La santé et le bien être des médecins ont fait l’objet d’un épais dossier intitulé « Et vous, docteur? Comment allez-vous ?»  dans le Health Forum de mars. (1) L’occasion de revenir sur le taux élevé de médecins (20%) et de spécialistes en formation (10%) émotionnellement épuisés  et d’en pointer les causes.

Gwendolyn Portzky, Professeure en Psychologie médicale de l’UGent souligne un  mélange de facteurs liés à la charge de travail  et aux caractéristiques personnelles, à l‘enthousiasme et  au haut degré d’exigence personnelle, mais aussi à la difficulté de dire non. Ce perfectionnisme fait que bon nombre de médecins s’occupent davantage de leurs patients que d’eux-mêmes, sans prendre ni le temps de manger correctement ni le temps de se vider la tête.

Si l’épuisement émotionnel à partie liée avec l’engagement et l’implication des médecins, il ne faudrait pas pour autant  oublier la pression sociale croissante qui s’impose aux médecins, explique Lode Godderis, Professeur à la KULeuven au sein de l’unité « Environnement et santé » . Une pression à laquelle ils sont peu formés à réagir, de même qu’à la gestion de l’échec, de la souffrance, de la perte. Par ailleurs, une des difficultés propres aux spécialistes en souffrance tient dans le déni du problème et à la difficulté de s’adresser à un confrère généraliste…quand ils en ont un. Pour parer à l’épuisement émotionnel et au burn out, le Pr Godderis insiste sur l’importance de l’entraide et du travail un équipe : un climat de confiance et de sécurité doit être bâti qui permette d’échanger doutes, difficultés, et frustrations.

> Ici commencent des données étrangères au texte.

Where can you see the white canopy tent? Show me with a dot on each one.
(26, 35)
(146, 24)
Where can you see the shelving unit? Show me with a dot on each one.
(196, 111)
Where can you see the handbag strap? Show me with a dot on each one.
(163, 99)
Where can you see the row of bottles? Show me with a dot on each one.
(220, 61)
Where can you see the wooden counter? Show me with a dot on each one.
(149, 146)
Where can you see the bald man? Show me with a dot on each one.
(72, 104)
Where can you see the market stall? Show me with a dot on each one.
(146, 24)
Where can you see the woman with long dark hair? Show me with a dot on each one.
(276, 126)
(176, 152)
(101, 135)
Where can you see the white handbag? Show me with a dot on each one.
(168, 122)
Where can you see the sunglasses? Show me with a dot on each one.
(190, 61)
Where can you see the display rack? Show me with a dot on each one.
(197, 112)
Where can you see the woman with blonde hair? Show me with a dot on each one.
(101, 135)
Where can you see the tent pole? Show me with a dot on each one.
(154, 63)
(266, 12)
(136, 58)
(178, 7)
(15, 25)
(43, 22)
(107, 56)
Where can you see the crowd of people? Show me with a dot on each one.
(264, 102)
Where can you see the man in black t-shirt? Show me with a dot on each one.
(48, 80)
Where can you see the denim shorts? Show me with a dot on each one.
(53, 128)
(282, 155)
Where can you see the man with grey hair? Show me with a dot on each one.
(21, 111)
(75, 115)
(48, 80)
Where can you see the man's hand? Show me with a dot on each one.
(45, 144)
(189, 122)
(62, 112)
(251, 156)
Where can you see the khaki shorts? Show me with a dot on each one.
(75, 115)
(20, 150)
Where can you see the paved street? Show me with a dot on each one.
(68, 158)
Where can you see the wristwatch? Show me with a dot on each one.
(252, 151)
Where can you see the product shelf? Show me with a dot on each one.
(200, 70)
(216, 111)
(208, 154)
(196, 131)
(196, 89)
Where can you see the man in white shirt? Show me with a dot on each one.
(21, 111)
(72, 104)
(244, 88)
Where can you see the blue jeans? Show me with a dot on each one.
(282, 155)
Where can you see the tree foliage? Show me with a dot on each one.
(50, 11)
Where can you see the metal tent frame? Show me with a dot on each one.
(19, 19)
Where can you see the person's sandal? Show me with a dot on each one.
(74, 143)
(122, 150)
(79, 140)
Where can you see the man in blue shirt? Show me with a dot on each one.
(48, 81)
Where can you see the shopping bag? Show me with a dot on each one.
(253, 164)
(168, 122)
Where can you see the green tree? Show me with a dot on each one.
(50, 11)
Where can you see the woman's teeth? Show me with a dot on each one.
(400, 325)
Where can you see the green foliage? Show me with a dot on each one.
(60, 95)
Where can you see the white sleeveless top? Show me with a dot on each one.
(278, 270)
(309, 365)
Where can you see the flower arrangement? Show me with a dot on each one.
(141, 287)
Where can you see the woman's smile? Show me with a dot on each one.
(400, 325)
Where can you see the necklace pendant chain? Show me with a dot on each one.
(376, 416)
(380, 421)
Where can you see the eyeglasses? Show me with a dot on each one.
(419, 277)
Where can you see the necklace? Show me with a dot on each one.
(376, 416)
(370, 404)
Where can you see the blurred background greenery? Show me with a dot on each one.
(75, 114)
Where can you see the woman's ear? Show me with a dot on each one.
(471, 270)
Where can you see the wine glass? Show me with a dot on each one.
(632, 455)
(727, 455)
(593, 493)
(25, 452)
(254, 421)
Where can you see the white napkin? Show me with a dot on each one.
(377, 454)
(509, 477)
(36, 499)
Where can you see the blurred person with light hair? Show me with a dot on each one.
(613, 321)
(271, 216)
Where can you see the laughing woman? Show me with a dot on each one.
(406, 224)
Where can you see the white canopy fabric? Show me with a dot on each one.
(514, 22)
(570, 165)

Lorsqu’il est trop tard, et que le burn out a déjà fait ses ravages, il s’agit alors de développer une prise en charge à deux niveaux, personnel et professionnel, via une diminution des heures de travail, puis une reprise à mi-temps. Interrogée sur l’après burn out, le Pr Portzky note qu’en règle générale, les spécialistes reviennent plus forts, mais en prenant davantage soin d’eux-mêmes.

Aller voir un confrère, devenir patient : difficile

Alain Luts, psychiatre de l’unité de  psychopathologie des adultes des Cliniques universitaires Saint- Luc avance les résultats d’une étude canadienne : si les médecins ont souvent  une meilleure santé cardiovasculaire que la population générale, s’ils sont moins atteints de cancers, en revanche, «la prévalence de la dépression, des troubles anxieux, de l’alcoolisme ou de la dépendance aux benzodiazépines et aux morphiniques » est plus élevée. De plus, le nombre de suicides réussis est triplé par rapport à la population générale.

Parmi les causes identifiées par le psychiatre, on trouve la nécessité de rester à jour dans son domaine alors même que les connaissances explosent, l’évolution des nouvelles technologies qui exigent de nouveaux apprentissages, les difficultés financières que rencontrent beaucoup de jeunes médecins, les fusions hospitalières et les situations de concurrence qu’elles génèrent et enfin l’esprit de compétition dans les milieux universitaires.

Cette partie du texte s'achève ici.